Finance minister wants banks to tame lending rates
19 Nov 2024
Public sector banks in India have overcome the challenges posed by rising non-performing assets and declining profitability, but at a great cost to the borrower, finance minister Nirmala Sitharaman has said.
After a major reduction in policy lending rates to 4 per cent in the aftermath of the Covid pandemic, Reserve Bank of India (RBI) has been keeping its key lending rate at 6.5 per cent since February 2023 to tame a stubborn consumer price inflation, which jacked up lending and borrowing costs of banks.
Banks should tray to get out of the trend of rising cost of funds and credit and find a way to make borrowing more affordable as the “cost of borrowing is very stressful” for most of the borrowing public, she said.
This, she pointed out, could lead to a situation of perpetual increase in both inflation and borrowing costs, which could mar the country’s growth prospects and ultimately lead to stagflation.
Addressing a review meeting held to deliberate on current and emerging issues with the chief executives of PSBs, the finance minister said while the reforms and regular monitoring have resulted in enhanced systems and processes to ensure credit discipline, improve governance and financial inclusion, banks are yet to consolidate the entire gains of the reforms.
Public sector banks in India saw their combined net profit increase by a record 25.6 per cent to Rs85,520 crore in the first half of the current financial year (April-September 2024-25) while consolidated operating profit of these banks increased by 14.4 per cent to Ra1,50,023 crore during the period.
The aggregate business of public sector banks increased by 11 per cent year-on-year and stood at Rs236.04 lakh crore in the first half of the current financial year.
Consolidated credit flow of state-owned banks increased by 12.9 per cent and stood at Rs102.29 lakh crore at the end of September 2024 while total deposits with these banks increased by 9.5 per cent to Rs133.75 lakh crore year-on-year.

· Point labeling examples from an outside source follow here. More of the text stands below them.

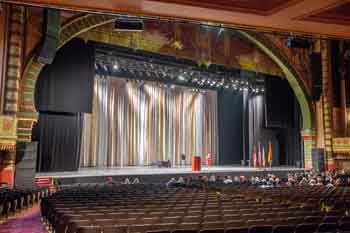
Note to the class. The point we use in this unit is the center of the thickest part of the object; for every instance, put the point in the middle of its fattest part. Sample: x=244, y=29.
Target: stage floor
x=147, y=171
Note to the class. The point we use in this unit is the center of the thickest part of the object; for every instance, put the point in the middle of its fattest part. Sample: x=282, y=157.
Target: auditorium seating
x=153, y=208
x=13, y=200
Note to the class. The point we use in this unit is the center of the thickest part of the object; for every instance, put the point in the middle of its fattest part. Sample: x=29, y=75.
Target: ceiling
x=329, y=18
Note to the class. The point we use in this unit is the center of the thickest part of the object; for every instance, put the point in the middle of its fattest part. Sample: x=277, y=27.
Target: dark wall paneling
x=60, y=137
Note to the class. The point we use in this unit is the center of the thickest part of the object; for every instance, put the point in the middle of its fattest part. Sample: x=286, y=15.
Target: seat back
x=328, y=227
x=283, y=229
x=306, y=228
x=260, y=229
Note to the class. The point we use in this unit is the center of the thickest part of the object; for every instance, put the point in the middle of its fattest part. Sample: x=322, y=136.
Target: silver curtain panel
x=136, y=124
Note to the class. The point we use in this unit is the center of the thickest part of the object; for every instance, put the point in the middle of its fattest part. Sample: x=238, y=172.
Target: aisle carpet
x=28, y=221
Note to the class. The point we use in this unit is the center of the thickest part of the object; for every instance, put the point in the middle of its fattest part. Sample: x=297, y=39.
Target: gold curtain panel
x=138, y=124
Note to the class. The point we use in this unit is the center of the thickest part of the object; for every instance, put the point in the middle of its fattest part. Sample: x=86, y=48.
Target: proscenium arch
x=291, y=76
x=27, y=112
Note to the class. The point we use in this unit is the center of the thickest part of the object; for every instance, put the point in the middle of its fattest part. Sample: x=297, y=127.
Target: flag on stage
x=259, y=156
x=269, y=156
x=264, y=159
x=254, y=156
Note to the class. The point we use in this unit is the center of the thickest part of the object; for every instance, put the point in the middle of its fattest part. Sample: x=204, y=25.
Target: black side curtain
x=59, y=137
x=63, y=92
x=230, y=119
x=67, y=84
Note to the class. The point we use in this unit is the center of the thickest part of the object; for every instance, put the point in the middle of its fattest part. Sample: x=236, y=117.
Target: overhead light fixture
x=115, y=66
x=129, y=25
x=181, y=78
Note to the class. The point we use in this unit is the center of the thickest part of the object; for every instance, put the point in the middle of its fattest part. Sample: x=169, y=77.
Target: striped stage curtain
x=137, y=124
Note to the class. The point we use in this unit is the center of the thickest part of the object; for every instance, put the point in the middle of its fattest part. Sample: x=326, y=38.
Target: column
x=7, y=167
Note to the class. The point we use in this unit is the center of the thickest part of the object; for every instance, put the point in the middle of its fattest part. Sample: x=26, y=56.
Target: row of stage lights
x=156, y=72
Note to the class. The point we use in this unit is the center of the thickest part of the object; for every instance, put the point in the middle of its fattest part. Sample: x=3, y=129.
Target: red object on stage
x=196, y=163
x=209, y=159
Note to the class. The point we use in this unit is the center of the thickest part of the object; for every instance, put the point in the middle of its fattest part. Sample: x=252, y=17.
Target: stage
x=156, y=174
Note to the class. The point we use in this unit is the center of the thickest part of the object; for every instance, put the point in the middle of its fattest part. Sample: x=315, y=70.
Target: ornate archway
x=27, y=114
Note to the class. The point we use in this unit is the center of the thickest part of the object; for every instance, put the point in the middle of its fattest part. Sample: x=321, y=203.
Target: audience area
x=13, y=201
x=133, y=208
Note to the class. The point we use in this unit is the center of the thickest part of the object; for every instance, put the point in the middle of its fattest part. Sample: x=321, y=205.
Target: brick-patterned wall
x=327, y=103
x=14, y=61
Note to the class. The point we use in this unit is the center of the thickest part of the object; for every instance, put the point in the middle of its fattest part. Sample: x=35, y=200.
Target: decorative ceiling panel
x=265, y=7
x=338, y=14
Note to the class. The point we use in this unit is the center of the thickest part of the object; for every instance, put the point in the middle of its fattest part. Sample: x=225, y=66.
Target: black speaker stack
x=26, y=154
x=49, y=44
x=318, y=159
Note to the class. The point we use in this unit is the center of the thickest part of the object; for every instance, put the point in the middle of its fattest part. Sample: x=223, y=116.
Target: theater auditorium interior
x=174, y=116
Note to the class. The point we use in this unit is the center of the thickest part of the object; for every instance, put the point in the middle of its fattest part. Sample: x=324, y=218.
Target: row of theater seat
x=143, y=208
x=14, y=200
x=301, y=228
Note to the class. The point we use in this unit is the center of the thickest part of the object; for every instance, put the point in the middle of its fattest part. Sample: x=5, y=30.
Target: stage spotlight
x=129, y=25
x=115, y=66
x=181, y=78
x=105, y=68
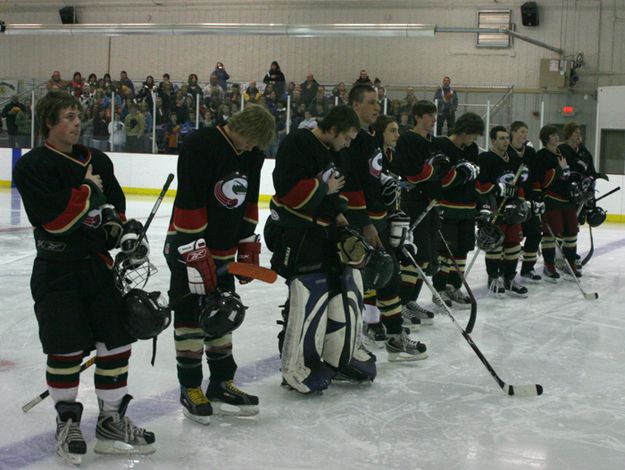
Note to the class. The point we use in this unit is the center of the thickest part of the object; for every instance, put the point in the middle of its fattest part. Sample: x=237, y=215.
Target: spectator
x=222, y=75
x=447, y=105
x=363, y=78
x=56, y=83
x=276, y=78
x=9, y=112
x=251, y=94
x=76, y=85
x=193, y=88
x=309, y=89
x=135, y=125
x=145, y=93
x=125, y=81
x=117, y=133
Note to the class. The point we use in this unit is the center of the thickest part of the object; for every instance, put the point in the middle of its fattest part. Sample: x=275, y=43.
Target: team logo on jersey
x=231, y=191
x=375, y=164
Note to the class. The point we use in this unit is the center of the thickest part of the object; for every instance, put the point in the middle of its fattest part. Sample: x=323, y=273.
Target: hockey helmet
x=489, y=237
x=596, y=216
x=378, y=271
x=147, y=313
x=221, y=313
x=352, y=247
x=516, y=212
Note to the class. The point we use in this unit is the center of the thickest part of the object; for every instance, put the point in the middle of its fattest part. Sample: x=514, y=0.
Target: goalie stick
x=515, y=390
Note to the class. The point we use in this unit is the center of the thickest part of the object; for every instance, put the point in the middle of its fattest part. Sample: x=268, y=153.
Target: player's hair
x=254, y=123
x=423, y=107
x=469, y=123
x=546, y=132
x=493, y=132
x=381, y=123
x=49, y=107
x=516, y=125
x=357, y=93
x=570, y=128
x=342, y=118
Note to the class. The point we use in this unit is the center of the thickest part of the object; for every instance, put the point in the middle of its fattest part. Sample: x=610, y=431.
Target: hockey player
x=531, y=187
x=422, y=167
x=560, y=214
x=214, y=218
x=372, y=194
x=458, y=205
x=498, y=189
x=323, y=318
x=76, y=207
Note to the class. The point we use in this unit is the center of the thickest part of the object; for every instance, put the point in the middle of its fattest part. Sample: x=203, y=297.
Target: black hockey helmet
x=516, y=212
x=596, y=216
x=221, y=313
x=147, y=313
x=378, y=271
x=489, y=237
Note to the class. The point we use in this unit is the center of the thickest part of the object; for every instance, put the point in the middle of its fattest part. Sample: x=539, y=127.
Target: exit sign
x=568, y=110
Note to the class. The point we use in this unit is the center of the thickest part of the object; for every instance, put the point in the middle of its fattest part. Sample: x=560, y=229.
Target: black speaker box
x=68, y=15
x=529, y=14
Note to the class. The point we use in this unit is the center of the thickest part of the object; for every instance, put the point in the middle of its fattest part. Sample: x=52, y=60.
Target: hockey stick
x=492, y=220
x=516, y=390
x=473, y=315
x=587, y=296
x=42, y=396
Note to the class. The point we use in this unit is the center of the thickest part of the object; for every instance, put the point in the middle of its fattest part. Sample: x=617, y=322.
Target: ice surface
x=442, y=413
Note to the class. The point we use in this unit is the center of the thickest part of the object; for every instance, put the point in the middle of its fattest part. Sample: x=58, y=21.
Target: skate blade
x=225, y=409
x=69, y=458
x=204, y=420
x=110, y=447
x=404, y=357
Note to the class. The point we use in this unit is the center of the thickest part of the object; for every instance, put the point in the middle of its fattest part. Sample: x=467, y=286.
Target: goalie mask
x=596, y=216
x=378, y=271
x=489, y=237
x=221, y=313
x=147, y=313
x=353, y=249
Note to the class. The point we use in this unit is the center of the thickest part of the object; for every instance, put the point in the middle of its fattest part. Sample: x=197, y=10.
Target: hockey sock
x=63, y=376
x=111, y=375
x=219, y=357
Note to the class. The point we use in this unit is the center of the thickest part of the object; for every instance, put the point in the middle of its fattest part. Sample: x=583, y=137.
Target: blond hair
x=255, y=123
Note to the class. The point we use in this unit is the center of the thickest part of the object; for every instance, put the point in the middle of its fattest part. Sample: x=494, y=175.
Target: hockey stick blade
x=252, y=271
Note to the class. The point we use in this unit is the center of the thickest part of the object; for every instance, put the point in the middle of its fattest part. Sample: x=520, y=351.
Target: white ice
x=446, y=412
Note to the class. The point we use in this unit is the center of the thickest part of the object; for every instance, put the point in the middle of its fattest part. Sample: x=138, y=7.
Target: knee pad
x=304, y=333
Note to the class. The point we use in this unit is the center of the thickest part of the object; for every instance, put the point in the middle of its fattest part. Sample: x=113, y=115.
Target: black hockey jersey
x=217, y=195
x=57, y=199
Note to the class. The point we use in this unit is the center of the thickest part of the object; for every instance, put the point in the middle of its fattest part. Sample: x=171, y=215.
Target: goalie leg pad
x=302, y=367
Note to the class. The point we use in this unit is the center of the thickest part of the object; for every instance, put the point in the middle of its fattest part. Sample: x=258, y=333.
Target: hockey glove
x=468, y=170
x=135, y=255
x=249, y=251
x=399, y=232
x=201, y=270
x=390, y=188
x=112, y=226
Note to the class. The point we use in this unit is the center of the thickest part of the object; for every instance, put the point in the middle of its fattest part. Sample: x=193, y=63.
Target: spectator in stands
x=9, y=113
x=193, y=88
x=447, y=104
x=222, y=75
x=251, y=94
x=125, y=81
x=309, y=89
x=363, y=78
x=276, y=78
x=145, y=93
x=135, y=125
x=56, y=83
x=76, y=85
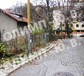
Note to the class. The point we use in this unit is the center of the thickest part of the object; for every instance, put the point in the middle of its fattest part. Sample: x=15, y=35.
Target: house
x=10, y=21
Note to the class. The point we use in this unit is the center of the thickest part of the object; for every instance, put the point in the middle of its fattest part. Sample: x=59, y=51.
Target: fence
x=20, y=44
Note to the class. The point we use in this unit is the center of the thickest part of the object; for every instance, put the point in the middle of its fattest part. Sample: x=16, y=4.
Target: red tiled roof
x=11, y=14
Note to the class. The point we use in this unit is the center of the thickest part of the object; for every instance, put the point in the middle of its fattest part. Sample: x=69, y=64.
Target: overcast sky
x=4, y=4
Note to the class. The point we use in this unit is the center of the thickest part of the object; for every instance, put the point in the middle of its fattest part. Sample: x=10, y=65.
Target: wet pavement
x=66, y=62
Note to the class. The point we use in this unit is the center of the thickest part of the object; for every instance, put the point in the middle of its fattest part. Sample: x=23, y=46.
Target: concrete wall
x=79, y=27
x=7, y=23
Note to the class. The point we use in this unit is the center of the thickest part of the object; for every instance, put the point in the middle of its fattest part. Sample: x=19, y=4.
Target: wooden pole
x=28, y=12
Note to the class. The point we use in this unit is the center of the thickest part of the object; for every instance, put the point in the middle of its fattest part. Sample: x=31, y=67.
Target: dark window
x=78, y=30
x=77, y=25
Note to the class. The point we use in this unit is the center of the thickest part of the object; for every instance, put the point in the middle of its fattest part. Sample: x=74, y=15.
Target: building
x=10, y=21
x=78, y=28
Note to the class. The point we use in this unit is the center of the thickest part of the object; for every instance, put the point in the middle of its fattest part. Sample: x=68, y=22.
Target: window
x=82, y=25
x=77, y=25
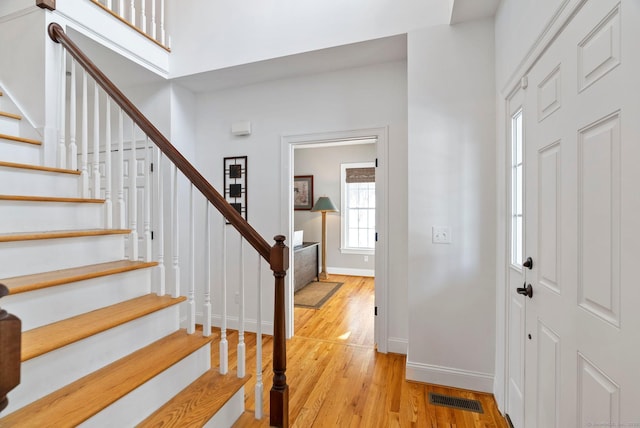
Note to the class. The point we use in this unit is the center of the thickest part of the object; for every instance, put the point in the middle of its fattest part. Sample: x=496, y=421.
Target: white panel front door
x=582, y=223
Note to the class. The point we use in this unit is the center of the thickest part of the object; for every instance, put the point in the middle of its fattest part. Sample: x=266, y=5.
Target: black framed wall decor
x=235, y=183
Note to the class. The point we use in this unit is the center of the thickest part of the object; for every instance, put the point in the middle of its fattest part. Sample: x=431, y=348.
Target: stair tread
x=25, y=283
x=30, y=236
x=20, y=139
x=10, y=115
x=198, y=402
x=103, y=387
x=44, y=339
x=26, y=198
x=38, y=168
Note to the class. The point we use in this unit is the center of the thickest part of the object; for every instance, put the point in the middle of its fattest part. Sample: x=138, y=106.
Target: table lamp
x=324, y=205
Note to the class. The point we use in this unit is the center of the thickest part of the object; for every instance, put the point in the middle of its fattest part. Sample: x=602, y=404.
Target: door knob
x=525, y=291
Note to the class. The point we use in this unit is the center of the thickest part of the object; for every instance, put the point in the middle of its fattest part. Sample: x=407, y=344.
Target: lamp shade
x=324, y=204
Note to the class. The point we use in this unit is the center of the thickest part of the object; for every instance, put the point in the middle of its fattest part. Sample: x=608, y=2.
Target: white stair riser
x=48, y=305
x=20, y=152
x=142, y=402
x=49, y=372
x=9, y=126
x=28, y=216
x=229, y=413
x=17, y=181
x=43, y=255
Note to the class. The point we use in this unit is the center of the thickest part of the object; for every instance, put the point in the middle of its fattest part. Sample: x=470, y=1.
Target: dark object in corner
x=10, y=344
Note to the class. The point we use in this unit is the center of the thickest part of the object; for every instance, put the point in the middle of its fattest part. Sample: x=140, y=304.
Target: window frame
x=516, y=255
x=344, y=221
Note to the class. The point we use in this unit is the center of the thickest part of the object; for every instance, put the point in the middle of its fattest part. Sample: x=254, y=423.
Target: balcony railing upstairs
x=104, y=136
x=146, y=16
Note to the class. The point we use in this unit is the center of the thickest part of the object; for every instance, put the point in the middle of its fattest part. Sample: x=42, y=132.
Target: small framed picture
x=235, y=183
x=303, y=192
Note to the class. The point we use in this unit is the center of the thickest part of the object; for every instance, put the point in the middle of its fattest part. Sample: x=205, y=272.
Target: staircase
x=99, y=346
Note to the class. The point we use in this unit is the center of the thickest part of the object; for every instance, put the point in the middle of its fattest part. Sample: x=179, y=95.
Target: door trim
x=288, y=143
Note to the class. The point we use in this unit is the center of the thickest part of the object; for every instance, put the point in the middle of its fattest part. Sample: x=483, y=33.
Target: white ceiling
x=320, y=61
x=469, y=10
x=126, y=73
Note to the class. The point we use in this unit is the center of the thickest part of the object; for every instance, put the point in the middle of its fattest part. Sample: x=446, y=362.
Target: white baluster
x=62, y=144
x=259, y=387
x=154, y=29
x=73, y=147
x=121, y=208
x=224, y=345
x=191, y=304
x=133, y=197
x=132, y=12
x=163, y=37
x=206, y=323
x=160, y=232
x=108, y=206
x=84, y=174
x=143, y=16
x=96, y=142
x=147, y=202
x=241, y=346
x=175, y=235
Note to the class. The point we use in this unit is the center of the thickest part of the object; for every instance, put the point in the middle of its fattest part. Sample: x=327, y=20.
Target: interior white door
x=516, y=304
x=582, y=211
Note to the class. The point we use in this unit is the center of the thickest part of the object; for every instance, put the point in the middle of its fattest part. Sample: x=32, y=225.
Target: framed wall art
x=235, y=183
x=302, y=192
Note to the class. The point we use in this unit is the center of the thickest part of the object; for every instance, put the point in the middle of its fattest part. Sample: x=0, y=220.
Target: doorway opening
x=322, y=156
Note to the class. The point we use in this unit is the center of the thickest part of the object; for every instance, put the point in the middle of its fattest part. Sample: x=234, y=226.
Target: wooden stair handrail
x=57, y=34
x=277, y=255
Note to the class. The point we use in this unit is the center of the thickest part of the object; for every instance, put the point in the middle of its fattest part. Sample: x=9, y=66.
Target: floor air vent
x=455, y=402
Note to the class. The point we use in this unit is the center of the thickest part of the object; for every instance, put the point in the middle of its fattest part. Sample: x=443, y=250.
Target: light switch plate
x=441, y=234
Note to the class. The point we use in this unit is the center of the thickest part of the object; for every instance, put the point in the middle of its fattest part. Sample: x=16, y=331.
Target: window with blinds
x=359, y=207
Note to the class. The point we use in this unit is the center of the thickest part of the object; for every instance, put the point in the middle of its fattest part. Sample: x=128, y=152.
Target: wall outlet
x=441, y=234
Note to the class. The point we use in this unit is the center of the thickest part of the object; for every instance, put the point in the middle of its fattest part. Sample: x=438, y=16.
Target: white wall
x=451, y=180
x=360, y=98
x=324, y=165
x=22, y=67
x=209, y=35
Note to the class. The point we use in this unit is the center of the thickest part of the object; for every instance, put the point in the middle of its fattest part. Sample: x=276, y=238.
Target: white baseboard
x=397, y=345
x=449, y=376
x=351, y=271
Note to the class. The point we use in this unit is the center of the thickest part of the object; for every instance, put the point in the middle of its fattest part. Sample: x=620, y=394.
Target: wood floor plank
x=87, y=396
x=22, y=284
x=31, y=236
x=38, y=168
x=338, y=379
x=44, y=339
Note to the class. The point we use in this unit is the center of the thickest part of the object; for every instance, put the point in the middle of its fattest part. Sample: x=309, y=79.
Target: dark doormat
x=315, y=294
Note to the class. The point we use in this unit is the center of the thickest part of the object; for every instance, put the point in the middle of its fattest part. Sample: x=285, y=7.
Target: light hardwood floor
x=337, y=379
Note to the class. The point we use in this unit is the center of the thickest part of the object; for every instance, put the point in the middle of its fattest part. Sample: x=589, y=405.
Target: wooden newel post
x=10, y=343
x=279, y=396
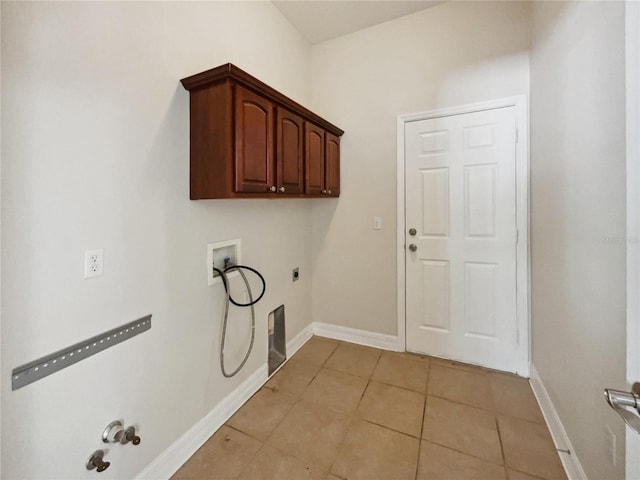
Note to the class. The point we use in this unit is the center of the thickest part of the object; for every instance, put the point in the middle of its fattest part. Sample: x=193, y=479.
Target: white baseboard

Gross non-performing assets of these banks declined by 108 basis points and stood at 3.12 per cent during the period, while net NPAs declined by 34 bps and formed 0.63 per cent of their total advances.
The capital to risk-weighted assets ratio (CRAR) of PSBs stood at 15.43 per cent at the end of September, against regulatory minimum of 11.5 per cent.
Public sector banks have also made significant progress in adopting technologies like Blockchain, cloud and AI to upgrade their digital infrastructure. Simultaneously, banks have also been taking measures to tackle cyber security risks and improve customer services.